Failure to Provide Required Meal Setup and Cut Food Assistance for Resident With Upper Extremity Impairment
Penalty
Summary
The deficiency involves the facility’s failure to provide appropriate treatment and services to maintain or improve a resident’s ability to perform ADLs related to dining and eating, specifically cutting food into bite-sized pieces and opening containers as assessed and care planned. A resident with a right humerus fracture, chronic right arm pain, dementia with moderate cognitive impairment (BIMS 9), polyneuropathy, osteoarthritis, chronic pain syndrome, and a right artificial shoulder joint reported being unable to cut her own food and demonstrated that she had to guide her right arm with her left hand. Surveyors observed on multiple occasions that her meals were not consistently prepared or set up to match her assessed need for setup/clean-up assistance with eating. At one meal, her family reported they had to cut up her food and that this was not the first time. At another meal, her breakfast tray included whole sausage links, a lidded bowl, an unopened syrup packet, and a closed juice box with the straw still wrapped, despite her limited use of one arm. The resident’s MDS indicated impairment in one upper extremity and a need for setup or clean-up assistance with eating, and her care plan documented a focus on ADL self-care performance deficit related to dementia and impaired balance, with an intervention that she required setup or clean-up assistance to eat.
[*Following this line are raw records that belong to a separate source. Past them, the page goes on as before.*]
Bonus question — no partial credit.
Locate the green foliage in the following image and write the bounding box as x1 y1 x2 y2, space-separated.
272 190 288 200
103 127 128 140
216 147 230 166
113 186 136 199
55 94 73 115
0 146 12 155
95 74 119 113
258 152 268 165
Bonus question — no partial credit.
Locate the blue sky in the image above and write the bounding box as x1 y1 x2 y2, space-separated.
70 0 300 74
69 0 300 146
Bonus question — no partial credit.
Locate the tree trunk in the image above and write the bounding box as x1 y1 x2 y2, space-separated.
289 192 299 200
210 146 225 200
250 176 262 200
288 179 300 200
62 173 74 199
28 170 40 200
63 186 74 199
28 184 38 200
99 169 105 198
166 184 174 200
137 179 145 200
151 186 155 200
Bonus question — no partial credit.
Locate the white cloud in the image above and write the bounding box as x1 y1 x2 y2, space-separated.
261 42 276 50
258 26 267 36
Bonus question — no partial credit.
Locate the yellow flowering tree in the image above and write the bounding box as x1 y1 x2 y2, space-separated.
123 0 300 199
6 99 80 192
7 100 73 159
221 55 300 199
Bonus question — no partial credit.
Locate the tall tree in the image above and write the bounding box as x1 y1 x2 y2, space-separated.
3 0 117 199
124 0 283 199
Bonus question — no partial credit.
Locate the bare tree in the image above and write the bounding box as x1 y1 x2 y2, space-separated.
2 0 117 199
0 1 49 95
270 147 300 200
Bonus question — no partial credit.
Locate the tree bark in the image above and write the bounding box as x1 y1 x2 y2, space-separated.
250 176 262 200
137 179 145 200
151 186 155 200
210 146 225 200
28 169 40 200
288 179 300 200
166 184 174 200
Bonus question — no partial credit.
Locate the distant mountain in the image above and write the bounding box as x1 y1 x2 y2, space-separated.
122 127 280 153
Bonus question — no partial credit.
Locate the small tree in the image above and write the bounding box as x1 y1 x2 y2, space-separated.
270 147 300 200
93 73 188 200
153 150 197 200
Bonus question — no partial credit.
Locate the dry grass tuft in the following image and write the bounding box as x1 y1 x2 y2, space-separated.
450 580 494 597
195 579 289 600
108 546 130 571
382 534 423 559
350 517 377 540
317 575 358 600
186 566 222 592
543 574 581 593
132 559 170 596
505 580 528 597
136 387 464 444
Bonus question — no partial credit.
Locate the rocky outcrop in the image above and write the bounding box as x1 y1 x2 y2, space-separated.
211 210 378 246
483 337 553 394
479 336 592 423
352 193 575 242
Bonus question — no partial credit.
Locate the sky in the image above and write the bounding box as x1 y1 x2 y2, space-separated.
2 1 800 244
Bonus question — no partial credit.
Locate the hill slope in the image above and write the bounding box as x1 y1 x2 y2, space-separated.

However, her physician’s diet order specified only a regular diet with regular texture and consistency, with no instruction for cut-up food or meal setup assistance. The Dietary Manager confirmed there were no directions on the resident’s meal card to cut up her food and stated that food was sometimes cut into strips, including pork cutlets, based on the type of food. The MDS Coordinator and an RN both stated that the resident needed her food cut up and lids removed for meal setup and that it would be too difficult for her to manage with one arm, but acknowledged these needs were not reflected in physician orders. Staff also noted that the resident likely could not cut her own food due to right arm pain and limited function and that she would not usually ask for help even when needed, yet the kitchen and nursing staff did not consistently ensure her food was cut into bite-sized pieces or that containers were opened for her.